Wretched… But Not Who I Am
- Mark Folk
- May 17
- 3 min read

There’s a word I never really liked growing up as a Christian:
Wretched.
Maybe because most of my early understanding of the Christian life revolved around one thing:
Sin management.
Trying harder. Doing better. Getting control of myself.
Read the Bible more. Pray more. Try harder next time.
And I did all of it sincerely.
But the cycle usually looked the same:
I would fail.I would sin again. I would feel ashamed.I would question myself. Then I would start over determined to “get it under control.”
And to be honest, I sinned easily.
I struggled. Repeatedly.
So underneath all my effort was this growing belief:
Maybe I’m just a terrible Christian.
Maybe I’m just weak. Pitiful. Disqualified.
But at the same time, there was another truth living quietly underneath all of that.

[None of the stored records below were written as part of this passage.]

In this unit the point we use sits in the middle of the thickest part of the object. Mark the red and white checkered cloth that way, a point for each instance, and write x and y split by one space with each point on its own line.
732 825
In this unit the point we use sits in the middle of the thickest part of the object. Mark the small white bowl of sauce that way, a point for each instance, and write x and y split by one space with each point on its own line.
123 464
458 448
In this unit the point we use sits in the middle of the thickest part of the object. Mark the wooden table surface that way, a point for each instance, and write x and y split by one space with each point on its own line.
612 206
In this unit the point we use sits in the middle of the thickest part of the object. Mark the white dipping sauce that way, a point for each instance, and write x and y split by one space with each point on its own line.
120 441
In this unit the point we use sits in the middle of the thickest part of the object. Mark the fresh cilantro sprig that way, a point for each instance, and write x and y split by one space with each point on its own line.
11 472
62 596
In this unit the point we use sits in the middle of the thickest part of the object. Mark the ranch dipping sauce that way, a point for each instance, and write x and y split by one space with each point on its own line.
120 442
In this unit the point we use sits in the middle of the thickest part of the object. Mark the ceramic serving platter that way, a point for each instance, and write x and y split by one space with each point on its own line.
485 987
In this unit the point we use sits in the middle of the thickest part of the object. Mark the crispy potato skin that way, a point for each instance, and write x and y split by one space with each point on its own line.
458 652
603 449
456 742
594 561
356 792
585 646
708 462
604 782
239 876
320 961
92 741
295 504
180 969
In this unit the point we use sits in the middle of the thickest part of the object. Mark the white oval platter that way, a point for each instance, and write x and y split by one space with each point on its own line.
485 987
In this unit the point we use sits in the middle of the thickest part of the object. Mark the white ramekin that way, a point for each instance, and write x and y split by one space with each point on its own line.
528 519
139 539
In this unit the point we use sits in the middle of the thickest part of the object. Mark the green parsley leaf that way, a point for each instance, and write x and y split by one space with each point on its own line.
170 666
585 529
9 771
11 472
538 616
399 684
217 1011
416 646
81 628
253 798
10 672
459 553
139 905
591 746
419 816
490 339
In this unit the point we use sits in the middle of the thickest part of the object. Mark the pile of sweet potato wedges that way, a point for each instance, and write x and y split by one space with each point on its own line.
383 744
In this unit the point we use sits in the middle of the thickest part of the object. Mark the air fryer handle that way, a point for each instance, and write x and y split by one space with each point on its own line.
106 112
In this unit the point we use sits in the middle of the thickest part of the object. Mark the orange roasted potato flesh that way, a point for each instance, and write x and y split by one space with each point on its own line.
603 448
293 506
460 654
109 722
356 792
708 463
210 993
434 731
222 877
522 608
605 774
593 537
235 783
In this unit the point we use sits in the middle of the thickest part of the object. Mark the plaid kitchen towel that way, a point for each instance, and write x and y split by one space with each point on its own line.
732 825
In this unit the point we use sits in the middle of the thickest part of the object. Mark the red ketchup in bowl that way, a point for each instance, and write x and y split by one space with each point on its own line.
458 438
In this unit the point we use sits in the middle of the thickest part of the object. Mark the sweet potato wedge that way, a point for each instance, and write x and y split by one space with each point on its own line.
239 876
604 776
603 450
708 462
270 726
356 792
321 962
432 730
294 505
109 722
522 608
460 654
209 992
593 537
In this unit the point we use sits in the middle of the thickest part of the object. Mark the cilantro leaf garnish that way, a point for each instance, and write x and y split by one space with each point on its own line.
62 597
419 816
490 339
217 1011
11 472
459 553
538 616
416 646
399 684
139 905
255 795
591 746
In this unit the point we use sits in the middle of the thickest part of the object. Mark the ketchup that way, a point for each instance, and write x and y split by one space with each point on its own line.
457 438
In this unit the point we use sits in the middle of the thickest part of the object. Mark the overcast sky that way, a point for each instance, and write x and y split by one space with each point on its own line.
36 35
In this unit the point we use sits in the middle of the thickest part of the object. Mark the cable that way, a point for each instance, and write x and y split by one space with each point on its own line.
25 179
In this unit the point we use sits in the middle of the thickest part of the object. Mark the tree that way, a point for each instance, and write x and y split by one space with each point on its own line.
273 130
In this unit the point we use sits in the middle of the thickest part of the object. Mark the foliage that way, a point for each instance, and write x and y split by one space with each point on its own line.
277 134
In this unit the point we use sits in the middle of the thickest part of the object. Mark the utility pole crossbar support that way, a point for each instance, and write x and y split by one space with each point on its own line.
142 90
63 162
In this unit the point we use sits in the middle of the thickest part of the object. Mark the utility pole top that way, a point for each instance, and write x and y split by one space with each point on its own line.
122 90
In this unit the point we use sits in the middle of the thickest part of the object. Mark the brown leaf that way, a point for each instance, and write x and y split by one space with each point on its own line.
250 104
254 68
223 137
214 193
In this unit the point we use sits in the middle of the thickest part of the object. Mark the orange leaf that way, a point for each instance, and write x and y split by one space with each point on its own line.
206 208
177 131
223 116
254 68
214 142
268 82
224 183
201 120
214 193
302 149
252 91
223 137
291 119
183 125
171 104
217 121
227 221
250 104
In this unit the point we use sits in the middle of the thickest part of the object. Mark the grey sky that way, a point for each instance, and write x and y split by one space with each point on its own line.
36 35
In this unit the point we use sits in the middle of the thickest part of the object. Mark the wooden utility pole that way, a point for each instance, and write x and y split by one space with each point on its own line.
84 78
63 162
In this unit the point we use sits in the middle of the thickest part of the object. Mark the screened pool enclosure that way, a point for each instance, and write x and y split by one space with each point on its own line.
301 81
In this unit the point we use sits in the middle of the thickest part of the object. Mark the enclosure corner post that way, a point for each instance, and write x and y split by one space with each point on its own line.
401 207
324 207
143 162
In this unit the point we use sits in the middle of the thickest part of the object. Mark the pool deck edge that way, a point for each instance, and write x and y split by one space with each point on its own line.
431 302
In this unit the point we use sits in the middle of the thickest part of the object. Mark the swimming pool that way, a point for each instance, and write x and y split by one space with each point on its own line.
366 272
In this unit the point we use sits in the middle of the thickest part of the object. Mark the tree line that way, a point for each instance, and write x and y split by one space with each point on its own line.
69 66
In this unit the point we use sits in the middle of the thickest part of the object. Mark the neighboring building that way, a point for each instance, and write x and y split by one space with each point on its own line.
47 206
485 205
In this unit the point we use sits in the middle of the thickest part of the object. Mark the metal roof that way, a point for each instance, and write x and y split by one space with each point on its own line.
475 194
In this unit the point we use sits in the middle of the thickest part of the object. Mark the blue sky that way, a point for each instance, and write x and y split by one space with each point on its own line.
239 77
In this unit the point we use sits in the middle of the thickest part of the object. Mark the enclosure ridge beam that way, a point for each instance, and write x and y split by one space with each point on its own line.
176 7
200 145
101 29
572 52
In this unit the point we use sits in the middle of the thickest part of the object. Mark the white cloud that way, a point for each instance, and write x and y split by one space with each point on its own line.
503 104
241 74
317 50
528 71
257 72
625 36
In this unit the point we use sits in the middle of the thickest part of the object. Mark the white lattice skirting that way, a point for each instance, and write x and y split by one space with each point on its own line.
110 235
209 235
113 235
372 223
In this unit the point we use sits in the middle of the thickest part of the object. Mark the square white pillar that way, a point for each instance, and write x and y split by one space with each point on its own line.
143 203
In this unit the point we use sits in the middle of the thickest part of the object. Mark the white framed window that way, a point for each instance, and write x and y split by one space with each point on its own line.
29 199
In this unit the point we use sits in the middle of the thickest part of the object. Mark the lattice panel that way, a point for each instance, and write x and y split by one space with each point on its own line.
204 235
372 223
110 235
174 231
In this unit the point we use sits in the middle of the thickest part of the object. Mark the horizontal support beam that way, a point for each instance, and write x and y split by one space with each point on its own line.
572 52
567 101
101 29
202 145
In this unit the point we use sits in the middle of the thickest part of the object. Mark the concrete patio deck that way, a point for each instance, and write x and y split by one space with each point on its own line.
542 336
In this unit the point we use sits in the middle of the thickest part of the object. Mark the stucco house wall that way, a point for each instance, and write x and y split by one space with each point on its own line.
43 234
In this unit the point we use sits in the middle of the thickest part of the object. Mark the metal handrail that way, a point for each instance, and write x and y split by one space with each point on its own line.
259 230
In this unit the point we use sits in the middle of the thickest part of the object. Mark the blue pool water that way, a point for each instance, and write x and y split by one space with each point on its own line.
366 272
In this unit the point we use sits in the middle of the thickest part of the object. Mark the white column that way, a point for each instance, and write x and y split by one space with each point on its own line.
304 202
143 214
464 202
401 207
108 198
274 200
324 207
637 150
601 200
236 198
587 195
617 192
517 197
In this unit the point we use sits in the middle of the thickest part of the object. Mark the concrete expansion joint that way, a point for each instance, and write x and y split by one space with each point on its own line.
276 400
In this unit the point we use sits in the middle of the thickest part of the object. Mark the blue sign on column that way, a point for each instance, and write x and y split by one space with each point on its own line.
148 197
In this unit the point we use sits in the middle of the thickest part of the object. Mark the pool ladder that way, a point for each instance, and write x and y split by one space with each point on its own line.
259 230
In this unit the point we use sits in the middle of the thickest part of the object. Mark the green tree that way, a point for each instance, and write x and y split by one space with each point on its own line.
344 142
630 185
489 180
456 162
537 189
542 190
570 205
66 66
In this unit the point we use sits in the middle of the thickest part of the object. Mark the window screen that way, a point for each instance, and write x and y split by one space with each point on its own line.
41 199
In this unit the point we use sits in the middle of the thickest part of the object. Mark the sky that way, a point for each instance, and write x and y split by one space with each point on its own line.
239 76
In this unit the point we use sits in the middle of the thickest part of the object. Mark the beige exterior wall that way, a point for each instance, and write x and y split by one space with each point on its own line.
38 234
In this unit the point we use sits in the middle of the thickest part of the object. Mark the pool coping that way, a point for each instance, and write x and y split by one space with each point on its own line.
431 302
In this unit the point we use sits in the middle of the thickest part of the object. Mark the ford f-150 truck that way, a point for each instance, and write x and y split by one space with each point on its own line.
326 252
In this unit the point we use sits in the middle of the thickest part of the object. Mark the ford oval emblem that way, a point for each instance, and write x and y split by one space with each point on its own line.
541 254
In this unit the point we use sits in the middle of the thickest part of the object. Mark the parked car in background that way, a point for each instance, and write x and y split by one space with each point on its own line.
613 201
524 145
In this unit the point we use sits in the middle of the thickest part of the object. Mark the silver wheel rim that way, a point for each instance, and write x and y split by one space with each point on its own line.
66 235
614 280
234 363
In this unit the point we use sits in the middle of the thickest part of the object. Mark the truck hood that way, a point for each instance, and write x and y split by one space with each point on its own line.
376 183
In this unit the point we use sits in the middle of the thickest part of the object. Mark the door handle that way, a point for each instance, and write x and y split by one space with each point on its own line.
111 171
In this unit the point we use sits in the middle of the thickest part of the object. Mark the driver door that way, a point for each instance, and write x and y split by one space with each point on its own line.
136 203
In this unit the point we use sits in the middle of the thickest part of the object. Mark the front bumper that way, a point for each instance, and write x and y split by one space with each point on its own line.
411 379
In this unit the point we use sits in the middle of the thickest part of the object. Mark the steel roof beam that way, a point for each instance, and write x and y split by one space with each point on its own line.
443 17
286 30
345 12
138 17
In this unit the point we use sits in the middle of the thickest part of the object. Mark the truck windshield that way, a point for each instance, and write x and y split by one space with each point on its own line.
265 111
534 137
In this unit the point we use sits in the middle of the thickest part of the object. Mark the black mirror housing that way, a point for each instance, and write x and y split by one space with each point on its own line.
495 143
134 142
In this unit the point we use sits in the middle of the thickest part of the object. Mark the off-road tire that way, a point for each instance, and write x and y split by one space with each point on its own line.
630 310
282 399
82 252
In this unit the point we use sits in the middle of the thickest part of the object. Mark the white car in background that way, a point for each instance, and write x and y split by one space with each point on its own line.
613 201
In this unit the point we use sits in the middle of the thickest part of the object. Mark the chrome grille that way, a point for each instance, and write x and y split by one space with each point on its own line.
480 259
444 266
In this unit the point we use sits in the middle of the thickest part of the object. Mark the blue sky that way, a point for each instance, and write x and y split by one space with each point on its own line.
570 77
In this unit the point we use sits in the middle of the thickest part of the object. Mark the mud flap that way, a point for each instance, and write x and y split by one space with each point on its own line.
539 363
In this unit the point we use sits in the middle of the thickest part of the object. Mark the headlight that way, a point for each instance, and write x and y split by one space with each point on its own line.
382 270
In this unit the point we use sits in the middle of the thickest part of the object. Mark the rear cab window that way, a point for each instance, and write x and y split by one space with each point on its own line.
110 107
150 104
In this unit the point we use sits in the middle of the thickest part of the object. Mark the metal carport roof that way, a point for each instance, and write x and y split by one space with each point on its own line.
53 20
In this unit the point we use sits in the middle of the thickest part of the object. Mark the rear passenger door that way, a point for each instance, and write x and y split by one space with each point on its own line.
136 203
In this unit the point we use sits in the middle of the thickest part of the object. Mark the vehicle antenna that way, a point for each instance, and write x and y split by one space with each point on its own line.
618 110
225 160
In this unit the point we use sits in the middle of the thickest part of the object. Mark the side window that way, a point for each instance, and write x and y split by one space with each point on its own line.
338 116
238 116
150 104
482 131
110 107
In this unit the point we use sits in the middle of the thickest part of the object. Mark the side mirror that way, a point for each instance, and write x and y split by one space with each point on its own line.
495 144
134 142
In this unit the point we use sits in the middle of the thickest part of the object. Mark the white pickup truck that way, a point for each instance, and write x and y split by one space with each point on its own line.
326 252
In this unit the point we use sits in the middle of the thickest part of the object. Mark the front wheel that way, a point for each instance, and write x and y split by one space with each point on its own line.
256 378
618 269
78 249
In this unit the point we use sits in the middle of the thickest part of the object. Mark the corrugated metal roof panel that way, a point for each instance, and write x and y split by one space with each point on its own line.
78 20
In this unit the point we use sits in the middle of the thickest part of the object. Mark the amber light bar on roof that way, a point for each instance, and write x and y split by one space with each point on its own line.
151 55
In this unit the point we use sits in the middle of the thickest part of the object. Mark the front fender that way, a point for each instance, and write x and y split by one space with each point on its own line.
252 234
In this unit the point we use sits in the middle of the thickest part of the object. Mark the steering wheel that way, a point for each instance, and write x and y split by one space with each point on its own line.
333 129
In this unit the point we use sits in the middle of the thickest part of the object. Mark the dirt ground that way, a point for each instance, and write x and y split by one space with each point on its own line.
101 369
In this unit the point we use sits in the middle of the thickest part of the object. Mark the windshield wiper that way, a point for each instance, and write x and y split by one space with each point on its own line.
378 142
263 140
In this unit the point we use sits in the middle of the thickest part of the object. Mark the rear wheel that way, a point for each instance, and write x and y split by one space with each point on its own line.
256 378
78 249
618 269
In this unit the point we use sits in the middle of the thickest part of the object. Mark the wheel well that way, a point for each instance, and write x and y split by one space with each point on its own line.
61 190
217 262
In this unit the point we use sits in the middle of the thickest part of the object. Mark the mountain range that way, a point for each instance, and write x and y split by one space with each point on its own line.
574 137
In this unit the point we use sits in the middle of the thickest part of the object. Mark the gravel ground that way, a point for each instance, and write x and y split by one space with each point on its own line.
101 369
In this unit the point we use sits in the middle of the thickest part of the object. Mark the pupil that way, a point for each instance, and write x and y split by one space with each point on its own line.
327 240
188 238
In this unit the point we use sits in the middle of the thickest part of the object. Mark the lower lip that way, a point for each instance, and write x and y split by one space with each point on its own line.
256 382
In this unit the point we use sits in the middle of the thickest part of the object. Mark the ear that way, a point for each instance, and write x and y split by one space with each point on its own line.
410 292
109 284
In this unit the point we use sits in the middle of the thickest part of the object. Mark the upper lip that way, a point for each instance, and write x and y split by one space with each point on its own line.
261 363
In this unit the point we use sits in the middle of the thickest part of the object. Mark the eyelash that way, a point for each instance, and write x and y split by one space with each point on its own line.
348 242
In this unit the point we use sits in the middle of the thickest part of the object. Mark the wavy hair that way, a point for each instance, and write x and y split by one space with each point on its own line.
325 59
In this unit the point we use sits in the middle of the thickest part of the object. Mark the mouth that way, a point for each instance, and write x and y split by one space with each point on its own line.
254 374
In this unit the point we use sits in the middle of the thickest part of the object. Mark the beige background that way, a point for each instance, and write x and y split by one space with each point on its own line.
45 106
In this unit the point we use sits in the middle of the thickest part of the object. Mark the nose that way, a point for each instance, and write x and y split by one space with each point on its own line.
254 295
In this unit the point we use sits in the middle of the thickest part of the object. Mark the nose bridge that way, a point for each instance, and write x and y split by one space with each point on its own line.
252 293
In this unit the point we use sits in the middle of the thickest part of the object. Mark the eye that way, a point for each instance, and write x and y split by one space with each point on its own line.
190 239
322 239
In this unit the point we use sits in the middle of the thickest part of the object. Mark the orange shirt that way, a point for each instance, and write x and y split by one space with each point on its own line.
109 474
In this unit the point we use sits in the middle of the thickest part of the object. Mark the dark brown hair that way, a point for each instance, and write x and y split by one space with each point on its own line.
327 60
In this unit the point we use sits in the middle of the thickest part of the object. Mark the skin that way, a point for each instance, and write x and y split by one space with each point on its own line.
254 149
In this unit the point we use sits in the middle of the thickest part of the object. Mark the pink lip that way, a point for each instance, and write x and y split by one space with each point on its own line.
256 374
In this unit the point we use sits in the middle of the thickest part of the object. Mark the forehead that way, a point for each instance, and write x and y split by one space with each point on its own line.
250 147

Something I somehow knew in my spirit even when I couldn’t explain it well.
I knew Jesus lived in me.
I knew it.
The problem was, I didn’t really know what to do with that truth.
Because most of what I heard growing up focused on what I wasn’t supposed to do… not on who I had become in Christ.
So my identity stayed rooted in failure.
“Just a sinner saved by grace.”
And yes—we were sinners saved by grace.
But over time, I began to realize something important:
That is not my primary identity anymore.
I kept reading verses about being a new creation (2 Corinthians 5:17).
About Christ living in us (Galatians 2:20).
About having a new heart (Ezekiel 36:26).
But no one really taught me how to live from that place.
How to strengthen the new man instead of endlessly obsessing over the old one.
And this matters.
Especially for men.
Because I cannot tell you how many men I’ve met who quietly carry this belief:
“I’m disqualified.”
Not good enough. Not spiritual enough. Not strong enough to be used by God.
I recently spoke with a man I was encouraging toward ministry and leadership.
And his response was immediate:
“I just don’t feel qualified.”
But I had watched him.
I had seen him serve people. Love people. Show kindness and strength and humility.
I could see Christ in him more clearly than he could see Him in himself.
And yet he still viewed himself through the lens of failure.
That’s why Paul’s words in Romans finally began to hit me differently years ago.
Epistle to the Romans talks openly about this inner conflict.
The things he wants to do, he doesn’t do. The things he hates, he keeps stumbling into.
And for years I read that passage as proof that I was doomed to live defeated.
But eventually I noticed something deeper:
Paul understood the struggle…but he also understood the difference between his flesh and his identity.
He knew the sin living in his flesh was not the truest thing about him anymore.
That changed everything for me.
Yes, my flesh still struggles.
My mind wanders. My habits fail me. My emotions rise up. My fatigue weakens me.
And I still need discipline, Scripture, repentance, prayer, accountability, and daily surrender.
Absolutely.
But now I understand those things differently.
Not as desperate attempts to earn God’s approval…
But as ways of strengthening and training the new life already placed within me.
Because if Christ truly lives in us, then we are not merely trying to become something someday.
Something has already happened.
We have been made new.
Like newborn children learning to walk, we have to learn how to live from that new nature.
That’s why Scripture matters.That’s why prayer matters.That’s why serving matters.That’s why obedience matters.
Not because they make God love us…
But because they strengthen our ability to walk in the life He has already given us.
And yes—it is still a battle.
I fail often enough to remain humble.
But I no longer believe my failures are the truest thing about me.
Christ in me is.
So let me ask you something:
If you have received Christ…if you believe He truly lives in you…
Then what do you actually believe about yourself?
Do you still see yourself primarily as a wretched failure barely hanging on by grace?
Or do you believe you are a son or daughter of God learning to walk in a new life?
Because there is freedom in following Christ.
Not freedom from struggle.
But freedom from believing your struggle is your identity.
And maybe that’s where many of us need to begin again.